There are two ways for a Democrat to raise a lot of money in the 21st century. She can quietly do terrible things and hope some rich people reward her with a few big checks, or she can very conspicuously do good things and hope tons of ordinary folks cut her lots of little checks.
Freshman Rep. Katie Porter (D-Calif.) is betting her political career on the latter approach. And after six months in office, it seems to be paying off. Porter raised over $1 million in the second quarter of 2019 from 12,669 different contributors, with an average individual donation of $42. It’s a massive fundraising figure for a House seat, particularly outside of an election year. Porter does not accept money from corporate political action committees.
Combined with her already-hefty first quarter haul of $416,123, Porter has pulled in nearly $1.5 million so far in 2019, almost equal to what her predecessor, then-Rep. Mimi Walters (R-Calif.), spent in the entire 2016 cycle, according to the Center for Responsive Politics.
Only five Democrats, including House Speaker Nancy Pelosi (D-Calif.), eclipsed the $1 million mark in the first quarter of 2019. Democrats have been steadily releasing strong fundraising numbers for the second quarter, which ended on June 30, but no one else in the House has yet reported a figure higher than Porter’s.
She’ll need the money. Porter represents a wealthy district in Orange County that has a pricey TV ad market and constituents with a history of backing Republicans. The GOP has had her in its sights since she narrowly defeated the incumbent Walters in November 2018, making Porter the first Democrat to represent the district since it was created in 1983.
But like many suburban districts around the country, Porter’s turf has been trending blue in recent years. The district went for Democratic presidential candidate Hillary Clinton and Sen. Kamala Harris in 2016 and Sen. Dianne Feinstein in 2018.
Porter, meanwhile, has campaigned and governed as an unapologetic progressive. She supports impeaching President Donald Trump and made a name for herself in Congress with a series of explosive confrontations with bank executives and other scandal-plagued CEOs during congressional hearings.
Many of those moments went viral, turning Porter into one of the Democratic Party’s up-and-coming progressive icons. It’s not hard to see the link between Porter’s high-profile CEO interrogations and her enthusiastic donor base: She landed on the national radar in late February by taking Equifax CEO Mark Begor to task over his company’s massive data breach. Over the next few months, she excoriated Wells Fargo CEO Tim Sloan over his bank’s seemingly endless parade of outrages, confronted JPMorgan Chase CEO Jamie Dimon on low bank teller salaries, and challenged multiple Trump appointees on their technical bona fides. Donations to Porter’s campaign spiked after videos of these exchanges circulated online, according to her office.
Porter’s strategy of keeping her progressive politics front and center and relying on small contributions is unusual for a Democrat in a swing district. Most Democrats facing tough reelection battles try to load up their war chests by cozying up to corporate interests. Sometimes it works: Sen. Jon Tester (D-Mont.) survived a close contest in 2018 after helping craft a bill deregulating banks. But just as often, the corporate money doesn’t pull through. Sens. Joe Donnelly (D-Ind.) and Heidi Heitkamp (D-N.D.) also helped write that banking bill, and lost handily.

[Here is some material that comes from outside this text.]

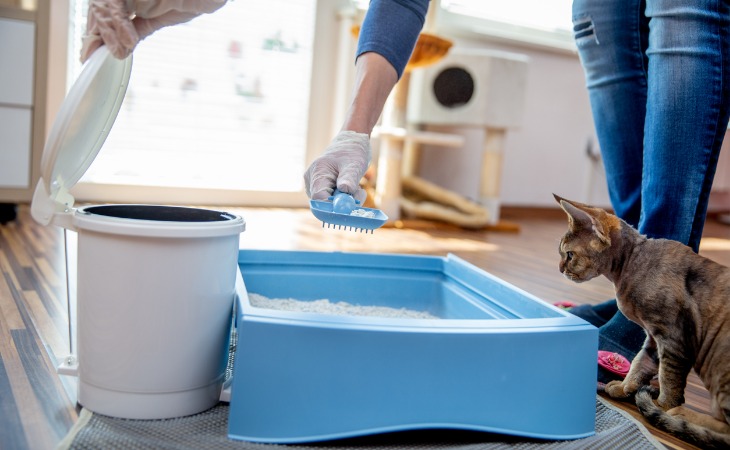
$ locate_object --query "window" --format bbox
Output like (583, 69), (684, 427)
(71, 0), (336, 207)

Porter will have to continue her hot streak to stay competitive in 2020. In her 2018 race against Walters, Porter outspent her Republican opponent $6.8 million to $5.2 million, according to the Center for Responsive Politics. Those amounts will probably tick even higher in a presidential election year.
If Porter can keep it up, she may help establish a new model for Democratic candidates ― and a new path to power for progressives. One reason moderate and conservative Democrats wield so much influence within the caucus is because they have typically been the most effective fundraisers. By then spreading that money around, they cultivate loyalty that comes in handy during party leadership battles and when identifying policy priorities.
If progressives don’t need conservative money to win, the party’s agenda might start to shift.
Correction: An earlier version of this article incorrectly referenced Porter’s 2019 fundraising numbers as 2018 figures. The error has been corrected.